Today’s National Post (which I’m not linking to, for reasons that will be obvious to those who’ve read it; also I don’t link to NatPo on principle since they caved on the gay-sex-ed ad) includes the following paragraph, the details of which are familiar to longtime free speechers in Canada:
In his shocking acquittal of Mr. Lemire in 2008, Canadian Human Rights Tribunal member Athanasios Hadjis found he violated Section 13 in a single instance out of many alleged, by posting an article called “AIDS Secrets,” written by an American neo-Nazi, which called HIV “the only virus that has ‘civil rights,’ and claimed that “innocents must die, so that the sick sex games of the pervert minority can continue.” It urged people to avoid all contact with homosexuals and other minority groups.
Yesterday, I found a good article at the sober and respectable Mercator news site.
Here’s the part that struck me, and that I was planning to post today anyhow, even before I read the NatPo article this morning:
How many more lives, how many billions of dollars, will be sacrificed to western sexual ideology?

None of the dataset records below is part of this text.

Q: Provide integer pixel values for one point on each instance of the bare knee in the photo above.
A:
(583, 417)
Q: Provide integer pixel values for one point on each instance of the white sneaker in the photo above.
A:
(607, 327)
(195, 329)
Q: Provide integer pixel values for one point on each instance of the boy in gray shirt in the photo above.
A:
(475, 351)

The truth is that there can never be enough billions to “end” an epidemic driven by the sexual ideology of the same parties — or their partners — that are supposed to be curing it. This was rather sharply illustrated a couple of months ago with the publication of evidence linking the widespread use of progestin injections as birth control with HIV transmission in sub-Saharan Africa. But even without such a direct channel, the “sex positive” approach of the family planning networks in developing countries guarantees that the behaviour basically responsible for disease — having multiple sex partners — does not change.
(…)
Edward Green, the Harvard researcher, who stumbled upon Uganda’s secret in 1993 has been trying ever since to get recognition for behavior change as the most effective means of dealing with the AIDS epidemic. In his recent book, Broken Promises: How the AIDS Establishment has Betrayed the Developing World (2011), he recounts how, at an AIDS conference in Washington in 2004 his presentation received muted applause. But, when a female college student came to the microphone and exclaimed, “I think people should be able to have as much sex as they want, with as many people as they want,” she received a thunderous, standing ovation.
That is what the people of Africa and elsewhere are up against: not only a deadly disease but an international community that has such an investment in its own doctrines about sex and population that it will use all its political and economic power to impose them where they are most destructive. Already in Africa alone more than 46 million people have been infected with HIV and 18 million have died.
***
Hmmmm.
Obviously, the folks at Mercator would never advocate “having nothing to do with” certain groups.
(I don’t know if that’s really what the “Neo-Nazi” wrote either because of course the original posting was deemed “hate speech” so I can’t read it any more.)
But otherwise:
a) Who cares?
b) What is the difference between one and the other?